One depositor who said she invested hundreds of thousands of dollars in certificates of deposit via Stanford’s representative office in Bogotá, Colombia, met with a senior Stanford International Bank official Tuesday to discuss her request to withdraw her money.

The bank provided a Lincoln Town Car to escort the woman and her daughter early Tuesday and she left reassured that she would receive her money, minus an early-withdrawal penalty, on Thursday.

“I feel like a huge weight of worry has been lifted,” the depositor said after her meeting. Just a couple hours later, however, the woman rushed back to Stanford after hearing of the SEC’s charges.

 
Comment by Professor Bear
2009-02-17 19:45:30

Greenwich Realtor™ gets burned on multimillion dollar mansion spec home investment, and I can’t handle the Schadenfreude — it is way too stimulative!

American Public Media Marketplace
Tuesday, February 17, 2009
Hedge fund haven bit by recession
The Greenwich Country Day School

Greenwich, Conn., is one of the wealthiest towns in America. Known as hedge fund central, the recession is starting to take its toll on the Wall Street bankers who have settled there. Amy Scott reports.

AMY SCOTT: It’s one of those sparkling winter afternoons.

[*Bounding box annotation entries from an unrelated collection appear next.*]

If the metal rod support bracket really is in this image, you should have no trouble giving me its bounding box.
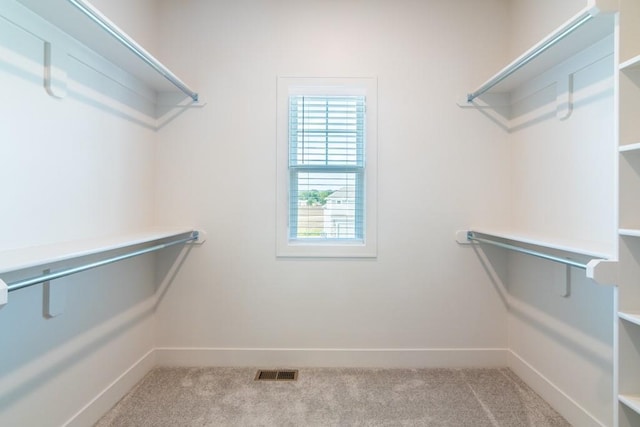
[0,279,9,307]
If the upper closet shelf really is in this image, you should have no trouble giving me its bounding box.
[458,0,617,106]
[18,0,199,102]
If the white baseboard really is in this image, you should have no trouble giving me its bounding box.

I’m walking up a snowy driveway to a massive Colonial-style house.

GARY SILBERBERG: Welcome to my home.

Gary Silberberg is a realtor in Greenwich. He also owns this place. It’s got five bedrooms, each with its own bath.

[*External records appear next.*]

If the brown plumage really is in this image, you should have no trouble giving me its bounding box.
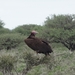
[24,31,53,55]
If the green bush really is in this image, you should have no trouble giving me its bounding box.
[0,55,16,73]
[0,33,24,50]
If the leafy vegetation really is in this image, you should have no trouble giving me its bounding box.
[0,15,75,75]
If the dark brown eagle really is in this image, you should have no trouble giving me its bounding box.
[24,31,53,55]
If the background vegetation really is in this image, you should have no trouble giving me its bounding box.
[0,14,75,75]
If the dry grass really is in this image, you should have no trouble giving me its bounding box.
[0,46,75,75]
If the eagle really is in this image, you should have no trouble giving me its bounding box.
[24,30,53,56]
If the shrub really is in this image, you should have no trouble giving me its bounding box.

SILBERBERG: Basement stairs.

And down in the basement there’s plenty of room for amenities.

SILBERBERG: This is where you’d probably want your home theater with tiered seating. It’s set up in such a way that you can probably get 10-12 seats in here, theater style seating.

Silberberg doesn’t live here. This is what’s known as a spec home.

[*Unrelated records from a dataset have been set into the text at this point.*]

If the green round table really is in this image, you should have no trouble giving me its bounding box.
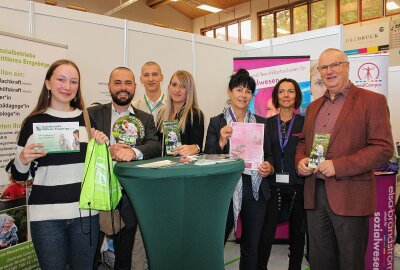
[114,157,244,270]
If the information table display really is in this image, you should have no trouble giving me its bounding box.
[114,157,244,270]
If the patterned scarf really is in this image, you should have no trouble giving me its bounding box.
[223,107,262,231]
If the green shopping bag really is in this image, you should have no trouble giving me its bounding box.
[79,139,122,211]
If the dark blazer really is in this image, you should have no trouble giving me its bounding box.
[87,103,161,159]
[267,114,304,186]
[296,85,394,216]
[204,113,274,200]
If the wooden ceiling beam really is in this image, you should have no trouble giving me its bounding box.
[146,0,169,8]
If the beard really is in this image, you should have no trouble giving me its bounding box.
[110,90,134,106]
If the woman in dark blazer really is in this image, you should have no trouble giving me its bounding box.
[204,69,274,270]
[259,78,305,270]
[156,70,204,156]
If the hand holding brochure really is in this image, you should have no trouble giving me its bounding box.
[229,122,264,170]
[162,120,182,155]
[33,122,80,154]
[308,133,331,168]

SILBERBERG: I built it on speculation that I would sell it.

SCOTT: And how’s that working out so far?

SILBERBERG: So far it’s not quite the way I had planned it. It hasn’t sold as fast as I would have liked.

In fact, it’s been on the market for two years. Silberberg has knocked a million dollars off the price to try to move it. Now he’s asking just under $5 million. At that price he’s competing with dozens of homes sitting on the market around Greenwich. A few years ago they might have sold in a matter of days or weeks.

 
Comment by Professor Bear
2009-02-17 19:49:32

It is pretty hard to think of ways this latest housing bailout proposal will help people who are not already home owners. It looks much like a reverse-Robin Hood program to transfer wealth away from folks who are not sufficiently wealthy to have bought a home over the past several years to those who are sufficiently wealthy to already own one. The policy seems decidedly un-Democratic.

American Public Media Marketplace
Tuesday, February 17, 2009
Will housing plan help everyone?
Foreclosure sign on house in Miami.

President Obama is set to unveil his proposal to help homeowners fend off foreclosure and stabilize the housing market. But will all that be possible with one plan? Nancy Marshall Genzer reports.

 
Comment by Professor Bear
2009-02-17 23:04:04

Greenspan backs bank nationalisation
By Krishna Guha and Edward Luce in Washington
Published: February 18 2009 00:06 | Last updated: February 18 2009 00:06

The US government may have to nationalise some banks on a temporary basis to fix the financial system and restore the flow of credit, Alan Greenspan, the former Federal Reserve chairman has told the Financial Times.

In an interview with the FT Mr Greenspan, who for decades was regarded as the high priest of laissez-faire capitalism, said nationalisation could be the least bad option left for policymakers.

Comment by CA renter
2009-02-18 05:13:11

The US government may have to nationalise some banks on a temporary basis to fix the financial system and restore the flow of credit, Alan Greenspan, the former Federal Reserve chairman has told the Financial Times.

———————-

Let me guess…”temporary” means that as long as losses are likely, we (taxpayers) get to own a “nationalized” bank. If it ever becomes profitable, we return it to the private market. Am I missing anything here?